Refinancing is all about getting a more competitive deal.
When was the last time you checked your interest rate? Or had a look at other offerings in the lending space?
If you answered no to either of these questions, or it has been longer than 6 months since your last check you could stand to save money on your home loan. With interest rates currently sitting at a historic low, you may be overpaying. By refinancing, you could gain access to a more competitive interest rate, save you money or perhaps allow you to pay your loan off sooner than anticipated.
If you are unsure if refinancing is the right option for your circumstances, keep reading.
It’s natural that things change with time. Big life events we go through include a new job, promotion, marriage, children, medical events and relocations. These can play a huge part in how your circumstances change and your original loan may not meet your current needs as well.
Your finances change as your needs do and your home loan is no exception. If you’ve had a home loan for a few years now, t’s safe to assume your life has changed somehow in that time.
Equally, you might be near the end of a fixed rate term or interest only period so now is a great time to find out what your options are.
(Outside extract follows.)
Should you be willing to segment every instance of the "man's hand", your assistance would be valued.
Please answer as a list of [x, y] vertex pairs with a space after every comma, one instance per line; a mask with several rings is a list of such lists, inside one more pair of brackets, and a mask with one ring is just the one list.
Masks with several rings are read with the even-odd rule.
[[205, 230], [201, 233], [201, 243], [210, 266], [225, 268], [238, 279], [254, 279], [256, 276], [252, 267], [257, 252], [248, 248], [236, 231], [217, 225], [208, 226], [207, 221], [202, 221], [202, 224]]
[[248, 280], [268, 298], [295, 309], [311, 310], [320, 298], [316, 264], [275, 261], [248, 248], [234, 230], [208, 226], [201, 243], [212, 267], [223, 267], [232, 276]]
Refinancing will allow you to ensure your home loan is still in line with your needs and goals.
As your needs and financial situation change over the years, you might be able to contribute more towards your home loan and pay off that debt sooner.
Many loans come with additional features that can make it easier to reach your debt free goal such as redraw options or an offset account.
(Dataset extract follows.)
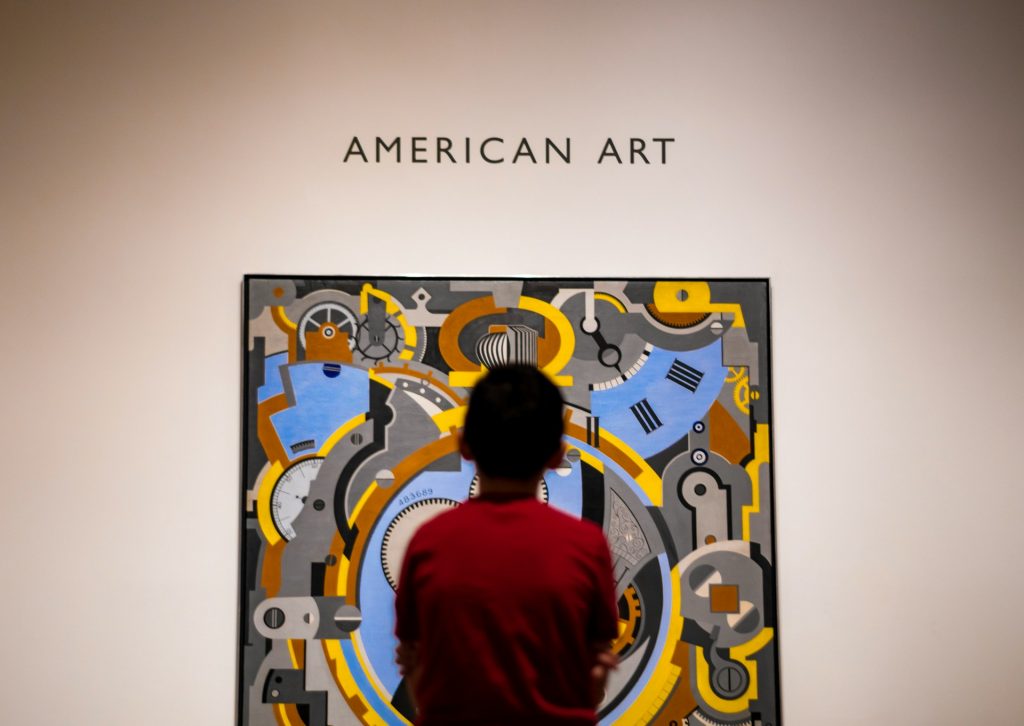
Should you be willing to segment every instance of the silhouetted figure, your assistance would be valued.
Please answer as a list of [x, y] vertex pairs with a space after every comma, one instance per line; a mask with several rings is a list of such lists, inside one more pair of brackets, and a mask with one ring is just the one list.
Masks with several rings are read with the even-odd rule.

By paying your salary into an offset account, you reduce or offset the interest you pay on your mortgage each month. A redraw facility allows you to access any additional repayments you’ve made on your loan in case of a rainy day.
Alternatively, you could also switch to a simpler home loan with less features and save the costs.
Equity is basically calculated by subtracting the remainder of your mortgage from the market value of your home, usually determined by some sort of valuation . If your home loan has increased in value while your loan has decreased, the difference is your equity.
If you purchased in an area that has experienced some decent value growth while you’ve been paying down your mortgage, or made some quality home improvements, you may have a substantial amount of equity in your home. Likewise if you have made a huge effort to pay the loan off early.
Equity can be a powerful tool if used wisely. You could use your equity to renovate, build a granny annex to keep the family close and help them save or even put it towards the purchase of an investment property. The opportunities are out there!